The way these products work means you are unlikely to get exactly three times the amount the market rises, if you're holding it for a period longer than one day. As a result, you will be sorely disappointed if you think you've beaten the Footsie by three times to discover your investment has gone up far less than that.

"I would label these as short-term trading instruments, not investments," says Mr Willis. "I see investing as taking a long-term perspective. Trying to second-guess short-term market movements is merely speculation – so it is a dangerous game for private investors."

Structured products

These investments could play a role in your portfolio, but others are sceptical about their purpose.

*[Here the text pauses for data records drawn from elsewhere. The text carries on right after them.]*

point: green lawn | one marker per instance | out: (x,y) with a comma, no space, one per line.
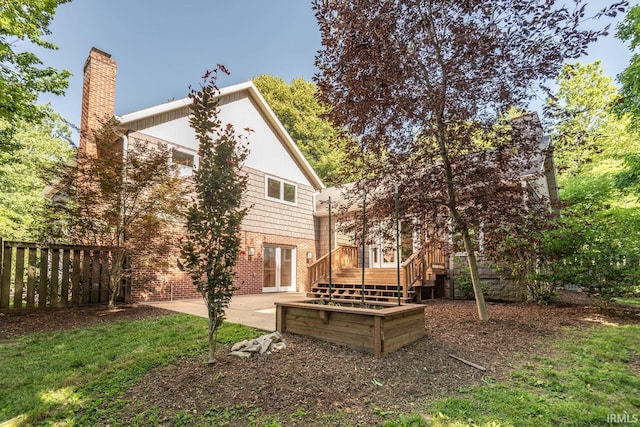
(64,377)
(588,381)
(75,377)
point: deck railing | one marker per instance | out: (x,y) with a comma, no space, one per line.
(436,255)
(412,272)
(342,256)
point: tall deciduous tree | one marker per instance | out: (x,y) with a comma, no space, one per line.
(297,107)
(212,243)
(584,126)
(127,197)
(22,74)
(421,82)
(41,145)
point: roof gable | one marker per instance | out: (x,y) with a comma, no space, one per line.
(271,149)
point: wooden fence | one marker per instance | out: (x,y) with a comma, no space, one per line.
(38,276)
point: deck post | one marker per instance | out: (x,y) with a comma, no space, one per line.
(398,242)
(330,252)
(364,233)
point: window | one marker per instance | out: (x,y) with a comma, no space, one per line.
(280,190)
(181,158)
(184,160)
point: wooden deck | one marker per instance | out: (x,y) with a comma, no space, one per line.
(380,284)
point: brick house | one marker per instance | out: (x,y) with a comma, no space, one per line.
(278,233)
(284,235)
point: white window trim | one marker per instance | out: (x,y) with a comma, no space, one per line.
(183,169)
(282,182)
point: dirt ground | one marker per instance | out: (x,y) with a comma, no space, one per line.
(321,378)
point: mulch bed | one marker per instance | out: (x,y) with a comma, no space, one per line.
(323,378)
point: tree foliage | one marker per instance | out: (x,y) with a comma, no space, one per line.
(595,243)
(421,82)
(127,197)
(298,109)
(41,146)
(212,242)
(23,77)
(629,30)
(584,125)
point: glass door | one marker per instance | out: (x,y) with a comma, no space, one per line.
(279,269)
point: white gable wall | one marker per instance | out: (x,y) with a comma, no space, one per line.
(266,151)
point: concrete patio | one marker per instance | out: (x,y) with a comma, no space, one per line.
(257,311)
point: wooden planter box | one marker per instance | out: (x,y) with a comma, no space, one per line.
(377,331)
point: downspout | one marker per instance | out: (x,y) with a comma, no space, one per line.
(125,150)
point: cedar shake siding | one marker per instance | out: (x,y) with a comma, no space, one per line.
(278,218)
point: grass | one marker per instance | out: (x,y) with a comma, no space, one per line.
(77,377)
(587,380)
(633,301)
(64,378)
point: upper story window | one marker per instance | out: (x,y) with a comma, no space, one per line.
(184,160)
(282,191)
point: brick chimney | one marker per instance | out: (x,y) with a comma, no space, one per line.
(98,97)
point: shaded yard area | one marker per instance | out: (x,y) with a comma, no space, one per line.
(316,383)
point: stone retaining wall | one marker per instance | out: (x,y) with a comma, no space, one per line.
(499,288)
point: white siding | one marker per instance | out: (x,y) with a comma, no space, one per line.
(266,151)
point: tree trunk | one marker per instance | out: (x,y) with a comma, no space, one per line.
(460,223)
(115,277)
(212,338)
(475,274)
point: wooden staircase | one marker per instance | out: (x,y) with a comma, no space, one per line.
(380,284)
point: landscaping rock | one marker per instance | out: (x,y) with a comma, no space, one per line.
(241,354)
(265,344)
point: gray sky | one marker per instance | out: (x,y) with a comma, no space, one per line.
(163,46)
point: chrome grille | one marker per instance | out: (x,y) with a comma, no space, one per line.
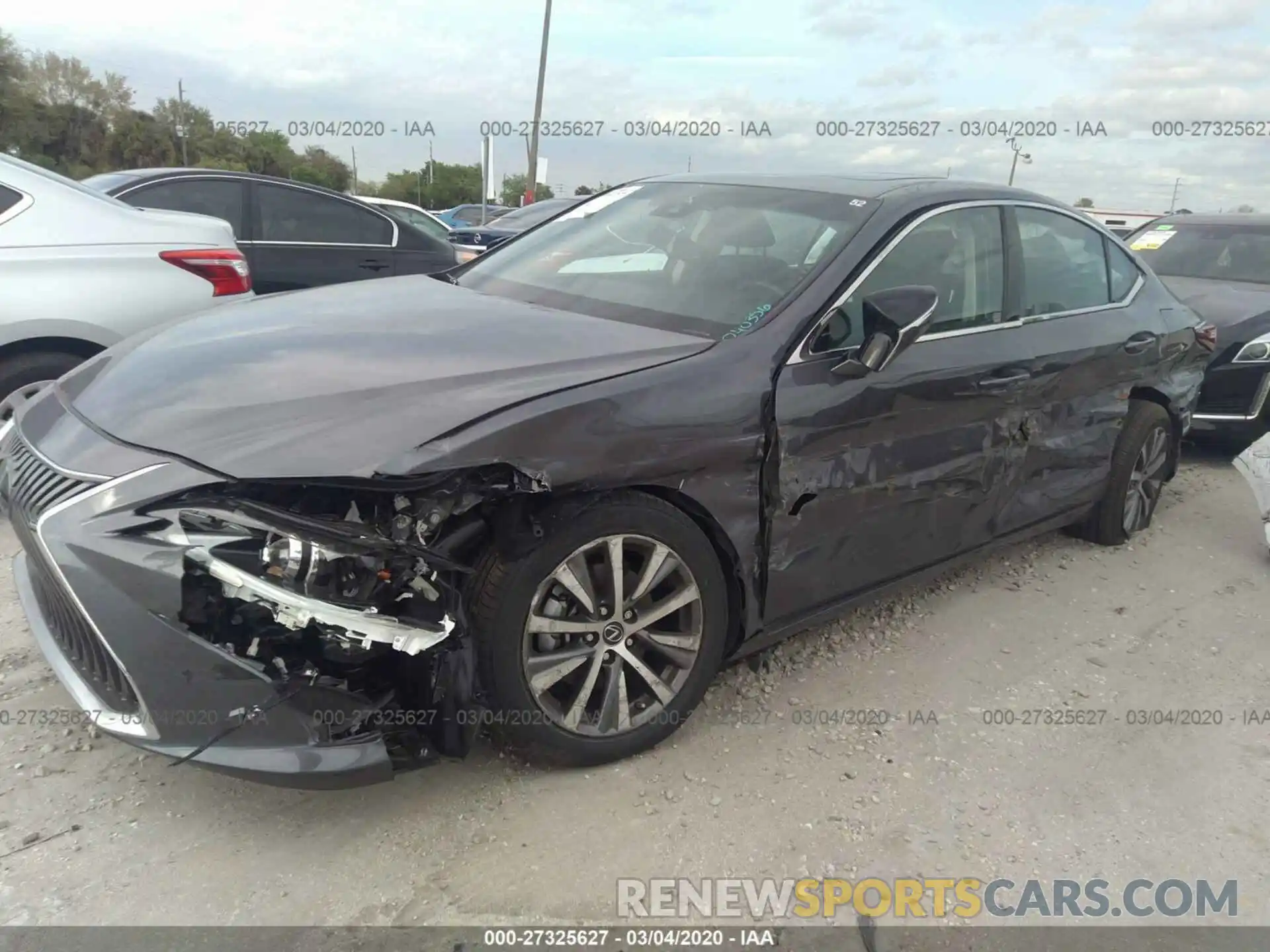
(34,488)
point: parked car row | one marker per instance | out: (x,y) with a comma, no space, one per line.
(568,479)
(294,235)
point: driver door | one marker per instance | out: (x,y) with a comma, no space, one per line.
(904,467)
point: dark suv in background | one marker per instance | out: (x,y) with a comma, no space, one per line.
(294,235)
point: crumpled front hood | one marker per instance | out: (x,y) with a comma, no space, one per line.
(339,380)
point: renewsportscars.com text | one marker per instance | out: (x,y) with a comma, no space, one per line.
(964,898)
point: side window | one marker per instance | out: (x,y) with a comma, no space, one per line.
(296,215)
(959,253)
(1064,267)
(8,198)
(222,198)
(1122,272)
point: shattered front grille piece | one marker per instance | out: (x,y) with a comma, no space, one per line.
(1254,465)
(296,611)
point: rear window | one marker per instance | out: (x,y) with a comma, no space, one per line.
(1226,252)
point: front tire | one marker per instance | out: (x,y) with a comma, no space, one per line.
(1138,467)
(22,376)
(579,669)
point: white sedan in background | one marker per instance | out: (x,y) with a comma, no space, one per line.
(412,214)
(80,270)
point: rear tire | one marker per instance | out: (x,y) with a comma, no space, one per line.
(593,714)
(1142,456)
(24,371)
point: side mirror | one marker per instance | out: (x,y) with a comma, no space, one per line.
(893,319)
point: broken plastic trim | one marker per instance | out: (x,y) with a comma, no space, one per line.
(1254,465)
(295,611)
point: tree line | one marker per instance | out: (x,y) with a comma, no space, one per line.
(58,114)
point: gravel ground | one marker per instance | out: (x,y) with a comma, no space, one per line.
(1174,621)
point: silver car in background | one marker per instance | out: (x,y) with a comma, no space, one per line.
(80,270)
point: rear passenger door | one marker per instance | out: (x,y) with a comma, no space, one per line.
(902,469)
(1078,294)
(205,194)
(302,239)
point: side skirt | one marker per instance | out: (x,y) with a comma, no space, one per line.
(784,629)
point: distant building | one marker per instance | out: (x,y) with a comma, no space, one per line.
(1121,223)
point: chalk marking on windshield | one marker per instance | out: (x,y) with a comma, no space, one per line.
(752,319)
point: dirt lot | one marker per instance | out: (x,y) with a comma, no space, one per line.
(1177,619)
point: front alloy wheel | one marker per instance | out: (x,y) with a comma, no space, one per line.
(1140,467)
(613,635)
(601,639)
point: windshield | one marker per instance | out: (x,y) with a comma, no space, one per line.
(1227,252)
(697,258)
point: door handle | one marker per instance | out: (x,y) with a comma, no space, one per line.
(999,382)
(1140,342)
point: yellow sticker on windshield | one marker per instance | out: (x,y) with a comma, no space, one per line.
(1151,240)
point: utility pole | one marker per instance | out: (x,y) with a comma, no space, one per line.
(538,108)
(181,121)
(1014,164)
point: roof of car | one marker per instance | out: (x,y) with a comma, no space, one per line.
(1224,219)
(857,186)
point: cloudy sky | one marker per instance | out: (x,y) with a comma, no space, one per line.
(795,63)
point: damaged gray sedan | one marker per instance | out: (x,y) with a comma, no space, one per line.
(320,537)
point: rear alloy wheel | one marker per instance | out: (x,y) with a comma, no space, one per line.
(601,641)
(1140,467)
(1146,481)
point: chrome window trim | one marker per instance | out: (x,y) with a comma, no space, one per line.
(212,175)
(134,725)
(22,205)
(312,244)
(1259,400)
(802,353)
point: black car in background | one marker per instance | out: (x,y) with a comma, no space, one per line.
(294,235)
(472,240)
(571,479)
(1220,266)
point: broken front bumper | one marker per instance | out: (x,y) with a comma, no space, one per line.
(102,598)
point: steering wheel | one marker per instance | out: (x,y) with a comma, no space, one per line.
(773,295)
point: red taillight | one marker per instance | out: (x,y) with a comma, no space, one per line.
(1206,337)
(226,270)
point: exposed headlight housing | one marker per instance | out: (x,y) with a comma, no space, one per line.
(1256,350)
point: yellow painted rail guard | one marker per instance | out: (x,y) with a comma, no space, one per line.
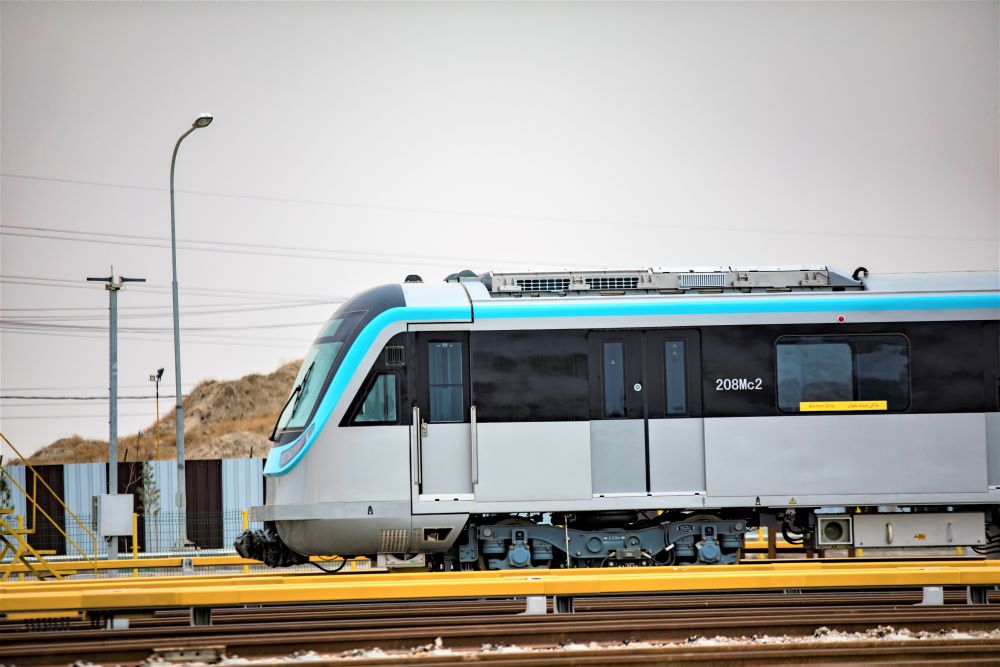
(230,590)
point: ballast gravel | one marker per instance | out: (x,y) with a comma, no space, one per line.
(437,648)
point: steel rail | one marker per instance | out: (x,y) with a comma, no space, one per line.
(252,640)
(162,592)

"Structured products are sold based on fear," says Ms Gee. "If you're scared of market risk, don't go into the stock market. People are buying them for the wrong reason – because they are nervous of the stock market. Instead, go for a really well-diversified portfolio that suits your risk tolerance."

What to look out for

Aside from the usual due diligence you would do when buying an investment, there are a few points highlighted by the experts that you should also consider.

"Watch out for property, land or alternative investments in exotic parts of the world," says Peter Sleep, fund manager at Seven Investment Management. "This includes countries that may sound like great holiday destinations, but may be very poor investments locations.

"Never buy over the phone or respond to junk emails. Don't believe a rep who makes grand claims that this is a risk-free investment or the investment always goes up. And never give out credit card details."

Mr Sleep also highlights the importance of checking the fees attached, including upfront costs, annual charges and performance fees. "Even a proper, regulated scheme can become a very poor investment if all the returns are eaten up by high fees," he says.